And as pointed out during a preview discussion between curators from the Victoria and Albert Museum, where this touring exhibit originated, and the MCA — the show’s only American venue — we learn very little here about the real David Bowie, born in London in 1947 as David Robert Jones. In the the most important sense, in fact, “David Bowie” is a fictional character. We do get glimpses of the man behind the curtain — as a famous recluse scrapping a cocaine-addicted life in Los Angeles for a period of personal and artistic rejuvenation in Berlin in the late ’70s, for example. But more often he’s behind the scenes, a controlling mastermind pulling the levers of a career built on a series of dazzling mirages that disappeared when you got too close.

While he sometimes designed his over-the-top stage costumes, makeup and hair styling himself, more often Bowie collaborated with the brilliant likes of Freddie Buretti, who executed Ziggy Stardust’s Technicolor suit and boots in 1972; the makeup artist Pierre Laroche and fashion designer Kansai Yamamoto, who created the lightning-bolt face painting and the sculptural bodysuits, respectively, for the “Aladdin Sane” album cover and tour of 1973; and Alexander McQueen, who made the Union Jack frock coat Bowie wore on the “Earthling” album cover in 1997.

These and about 400 other pieces from the star’s carefully preserved archive and a few items on loan from other sources — including a wad of lipstick-blotted tissue paper from 1974 and his smirking mugshot from his 1976 arrest for marijuana possession in Rochester, N.Y., not to mention scribbled notes and lyrics, stage-set models, interview clips, music videos and snippets of performances, including a weirdly arresting 1979 appearance on “Saturday Night Live” — make “David Bowie Is” a must-see motherlode of a show for Bowie fans and anyone else with an interest in the nuts and bolts of 20th-century mythmaking. (The show also includes artifacts from his work as an accomplished painter and actor; to date, Bowie has performed in more than 20 movies, and Chicago and Broadway runs of “The Elephant Man.”)
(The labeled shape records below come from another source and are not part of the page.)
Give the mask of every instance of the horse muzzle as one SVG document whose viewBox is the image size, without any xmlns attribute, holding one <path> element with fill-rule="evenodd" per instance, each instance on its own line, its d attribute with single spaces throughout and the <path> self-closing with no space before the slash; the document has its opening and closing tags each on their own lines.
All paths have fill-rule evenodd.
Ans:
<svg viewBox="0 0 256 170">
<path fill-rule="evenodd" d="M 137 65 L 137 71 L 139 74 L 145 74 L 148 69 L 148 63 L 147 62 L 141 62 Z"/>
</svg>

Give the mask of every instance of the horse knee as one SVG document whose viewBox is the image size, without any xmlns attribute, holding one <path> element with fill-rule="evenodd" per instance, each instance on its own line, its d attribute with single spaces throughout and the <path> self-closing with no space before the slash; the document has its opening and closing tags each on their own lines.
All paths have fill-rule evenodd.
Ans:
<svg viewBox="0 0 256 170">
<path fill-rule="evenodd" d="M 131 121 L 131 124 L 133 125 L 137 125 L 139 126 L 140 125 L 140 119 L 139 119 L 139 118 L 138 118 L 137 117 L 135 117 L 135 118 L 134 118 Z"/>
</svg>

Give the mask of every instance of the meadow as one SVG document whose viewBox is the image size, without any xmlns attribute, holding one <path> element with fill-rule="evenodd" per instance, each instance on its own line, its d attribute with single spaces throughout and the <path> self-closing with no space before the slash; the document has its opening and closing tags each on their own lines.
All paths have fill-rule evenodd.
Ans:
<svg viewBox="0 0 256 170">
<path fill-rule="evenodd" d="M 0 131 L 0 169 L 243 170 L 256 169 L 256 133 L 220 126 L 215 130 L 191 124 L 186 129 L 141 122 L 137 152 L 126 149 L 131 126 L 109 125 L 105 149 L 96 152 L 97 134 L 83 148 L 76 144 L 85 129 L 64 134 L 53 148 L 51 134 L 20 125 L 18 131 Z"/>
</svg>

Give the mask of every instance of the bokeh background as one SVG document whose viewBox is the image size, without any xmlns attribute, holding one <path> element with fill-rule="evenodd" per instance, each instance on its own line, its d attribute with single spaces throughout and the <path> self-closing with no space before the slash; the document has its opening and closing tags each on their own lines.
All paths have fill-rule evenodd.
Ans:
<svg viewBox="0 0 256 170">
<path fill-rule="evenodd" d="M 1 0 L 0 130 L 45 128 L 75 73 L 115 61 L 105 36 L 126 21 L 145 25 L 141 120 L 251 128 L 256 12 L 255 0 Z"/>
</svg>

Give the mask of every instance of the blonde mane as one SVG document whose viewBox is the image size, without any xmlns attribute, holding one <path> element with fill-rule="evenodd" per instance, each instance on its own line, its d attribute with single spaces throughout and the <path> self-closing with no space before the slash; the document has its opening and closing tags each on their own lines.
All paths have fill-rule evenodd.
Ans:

And as is only fitting for the pop icon most committed to the McLuhanesque dictum that the medium is the message, “David Bowie Is” easily earns a gold star as the most technologically advanced audiovisual exhibit in memory. As you move through the show’s 25 different display zones, your Sennheiser headphones immerse you in a dynamic soundscape of music and interviews corresponding to the eye-popping visuals (including two vast galleries with giant digital displays) in your immediate vicinity. It’s not often that you see museum-goers bobbing their heads and occasionally busting a move, but that’s what happens in “David Bowie Is.” Let’s dance.